As a Marine Corps veteran, he notes, “I want to serve, and this position uses my experiences and skills. I love going to work every day. These veterans have given so much, and now, they’re suffering mentally, spiritually, physically. We can work to make their lives better.”

The certificate program provided insight into all aspects of the nonprofit sector, from facilities to fundraising. It offers “a perspective you don’t always get when you’re just doing your job,” according to Dauphinais. “When I can see the big picture, I can better see my role.”

Sarah Thompson, 31, credits the NMS Management Certificate with preparing her for her graduate studies at the University of San Diego.
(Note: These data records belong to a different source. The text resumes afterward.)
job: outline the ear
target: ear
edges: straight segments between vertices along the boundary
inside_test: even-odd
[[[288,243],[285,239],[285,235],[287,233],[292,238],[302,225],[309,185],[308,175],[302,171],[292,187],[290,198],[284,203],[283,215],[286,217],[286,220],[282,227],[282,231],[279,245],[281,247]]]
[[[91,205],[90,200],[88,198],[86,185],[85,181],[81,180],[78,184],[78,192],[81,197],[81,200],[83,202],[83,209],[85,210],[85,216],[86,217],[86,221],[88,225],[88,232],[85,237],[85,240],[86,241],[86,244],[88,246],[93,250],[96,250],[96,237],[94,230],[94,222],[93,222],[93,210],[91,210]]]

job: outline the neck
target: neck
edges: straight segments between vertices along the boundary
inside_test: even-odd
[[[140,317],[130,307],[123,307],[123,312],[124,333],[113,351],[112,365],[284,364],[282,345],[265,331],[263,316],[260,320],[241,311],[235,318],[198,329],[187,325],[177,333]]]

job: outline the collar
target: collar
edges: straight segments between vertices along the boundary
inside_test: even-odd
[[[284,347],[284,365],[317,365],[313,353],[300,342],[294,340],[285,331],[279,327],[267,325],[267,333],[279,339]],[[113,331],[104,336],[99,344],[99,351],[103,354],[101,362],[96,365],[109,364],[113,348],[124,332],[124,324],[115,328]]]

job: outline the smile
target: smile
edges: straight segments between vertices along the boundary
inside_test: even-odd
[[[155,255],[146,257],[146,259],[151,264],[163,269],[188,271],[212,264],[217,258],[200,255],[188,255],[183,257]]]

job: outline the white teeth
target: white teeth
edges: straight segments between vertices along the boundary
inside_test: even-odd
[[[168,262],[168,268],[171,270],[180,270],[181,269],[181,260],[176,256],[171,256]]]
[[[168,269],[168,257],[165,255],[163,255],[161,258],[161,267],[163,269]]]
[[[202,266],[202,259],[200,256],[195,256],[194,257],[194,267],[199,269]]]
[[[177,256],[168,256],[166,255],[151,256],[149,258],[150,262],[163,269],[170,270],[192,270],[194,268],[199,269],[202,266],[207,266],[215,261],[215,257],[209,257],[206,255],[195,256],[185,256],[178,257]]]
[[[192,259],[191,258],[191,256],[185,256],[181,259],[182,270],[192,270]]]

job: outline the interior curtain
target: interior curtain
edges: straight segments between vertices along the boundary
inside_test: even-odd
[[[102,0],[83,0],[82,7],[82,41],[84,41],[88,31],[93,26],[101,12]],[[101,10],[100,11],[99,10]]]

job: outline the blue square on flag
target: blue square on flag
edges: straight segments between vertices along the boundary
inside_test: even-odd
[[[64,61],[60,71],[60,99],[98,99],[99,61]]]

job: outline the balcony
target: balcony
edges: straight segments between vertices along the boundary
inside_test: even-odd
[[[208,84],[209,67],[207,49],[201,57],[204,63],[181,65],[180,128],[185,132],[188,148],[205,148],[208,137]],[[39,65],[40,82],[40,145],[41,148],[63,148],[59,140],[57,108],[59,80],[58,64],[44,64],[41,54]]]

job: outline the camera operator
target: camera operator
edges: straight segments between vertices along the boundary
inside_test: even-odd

Her position at the San Diego Workforce Partnership focuses on community relations. “As a certificate for working professionals, the courses are not designed to be more work.” She added that the required projects, such as volunteer orientations and board manuals, allowed students to apply their learning to their “day jobs” right away.

The certificate program also created “a learning network” for Thompson–a group of other nonprofit employees who now meet for dinner—which will benefit her ongoing education.

Lowe enjoys the testimonials from Dauphinais and Thompson, adding that “my generation didn’t have the opportunity to stand on the world stage. The passion to do the work is not different with this younger generation. New tools, like social media and innovative philanthropy, are different–which makes lifelong learning so critical.”